3 При туринском дворе сочли нарушением этикета со стороны жены русского посланника Н. Л. Обрезковой появление при дворе в русском костюме с белой вуалью. Это объяснялось тем, что белый цвет особых деталей сардинского головного убора (так называемых barbes) был привилегией королевы и принцесс, принадлежащих к королевскому дому, — остальным дамам предписывался черный. Последовал специальный циркуляр министра иностранных дел гр. Соларо делла Маргарита, разъяснявший, в каких головных уборах должны появляться при дворе дамы, принадлежащие к дипломатическому корпусу. Обрезков счел эту выходку оскорбительной, между ним и министром состоялось резкое объяснение, в результате которого Обрезков просил отозвать его из Турина. Император Николай I счел все дело вздором, однако нашел, что образ действий сардинского министра заслуживает урока, и с этой целью приказал отозвать Обрезкова, не назначая ему преемника; место посланника оставалось незанятым, и первый секретарь миссии Тютчев был аккредитован временным поверенным в делах. Об этом решении Нессельроде известил Обрезкова 20 апреля/2 мая 1838 г. (Летопись 1999. С. 185). Тютчев должен был представить ко двору свою жену, и в сложившейся ситуации костюм, в котором появится супруга русского поверенного в делах, имел немаловажное значение.

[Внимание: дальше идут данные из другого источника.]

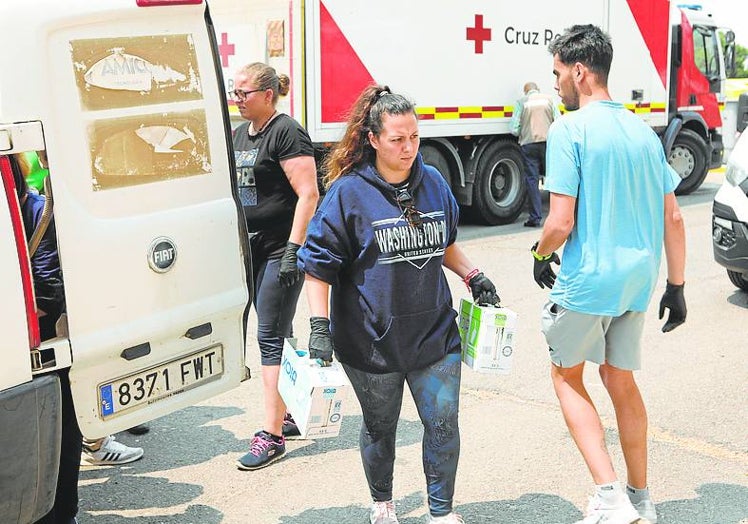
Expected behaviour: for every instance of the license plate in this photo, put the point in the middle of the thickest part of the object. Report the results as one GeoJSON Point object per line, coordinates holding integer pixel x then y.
{"type": "Point", "coordinates": [165, 380]}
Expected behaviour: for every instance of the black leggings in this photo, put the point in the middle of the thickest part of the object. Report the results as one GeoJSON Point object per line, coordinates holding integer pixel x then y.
{"type": "Point", "coordinates": [436, 392]}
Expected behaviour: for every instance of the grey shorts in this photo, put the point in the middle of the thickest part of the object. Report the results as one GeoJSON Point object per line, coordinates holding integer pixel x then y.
{"type": "Point", "coordinates": [574, 337]}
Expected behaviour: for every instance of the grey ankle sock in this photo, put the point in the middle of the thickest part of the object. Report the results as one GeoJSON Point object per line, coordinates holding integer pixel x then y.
{"type": "Point", "coordinates": [637, 495]}
{"type": "Point", "coordinates": [610, 492]}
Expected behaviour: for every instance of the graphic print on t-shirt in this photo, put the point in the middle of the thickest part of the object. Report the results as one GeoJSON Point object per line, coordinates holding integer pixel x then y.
{"type": "Point", "coordinates": [399, 241]}
{"type": "Point", "coordinates": [245, 175]}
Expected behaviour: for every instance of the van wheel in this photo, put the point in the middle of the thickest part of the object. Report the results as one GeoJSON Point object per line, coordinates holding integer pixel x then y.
{"type": "Point", "coordinates": [689, 157]}
{"type": "Point", "coordinates": [499, 190]}
{"type": "Point", "coordinates": [738, 279]}
{"type": "Point", "coordinates": [433, 156]}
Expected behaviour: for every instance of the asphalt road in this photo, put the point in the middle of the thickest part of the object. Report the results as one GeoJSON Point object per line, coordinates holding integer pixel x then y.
{"type": "Point", "coordinates": [518, 464]}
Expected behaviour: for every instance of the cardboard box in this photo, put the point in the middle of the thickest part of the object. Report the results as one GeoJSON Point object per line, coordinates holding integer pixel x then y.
{"type": "Point", "coordinates": [313, 394]}
{"type": "Point", "coordinates": [488, 335]}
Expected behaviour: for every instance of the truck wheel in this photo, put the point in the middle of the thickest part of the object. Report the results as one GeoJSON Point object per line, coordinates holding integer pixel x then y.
{"type": "Point", "coordinates": [689, 157]}
{"type": "Point", "coordinates": [434, 157]}
{"type": "Point", "coordinates": [499, 189]}
{"type": "Point", "coordinates": [738, 279]}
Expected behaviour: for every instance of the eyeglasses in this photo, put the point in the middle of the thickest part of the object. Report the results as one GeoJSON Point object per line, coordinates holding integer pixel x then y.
{"type": "Point", "coordinates": [407, 206]}
{"type": "Point", "coordinates": [240, 95]}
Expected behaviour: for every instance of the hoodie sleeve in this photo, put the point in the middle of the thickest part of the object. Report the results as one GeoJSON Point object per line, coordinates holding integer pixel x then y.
{"type": "Point", "coordinates": [325, 249]}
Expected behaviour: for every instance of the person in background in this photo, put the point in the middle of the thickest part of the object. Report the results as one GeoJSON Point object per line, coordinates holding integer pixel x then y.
{"type": "Point", "coordinates": [385, 228]}
{"type": "Point", "coordinates": [612, 202]}
{"type": "Point", "coordinates": [50, 303]}
{"type": "Point", "coordinates": [533, 115]}
{"type": "Point", "coordinates": [277, 180]}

4 В 1815 г. решением Венского конгресса Сардинскому королевству был возвращен отошедший в 1798 г. к Франции Пьемонт, а также гарантировано сохранение прав Савойской династии на трон Сардинии: в случае отсутствия наследника по старшей линии право престолонаследия было признано за представителем младшей линии — принцем Карлом Альбертом. Это решение было принято при активной поддержке России. В соответствии с ним Карл Альберт в 1831 г. вступил на престол.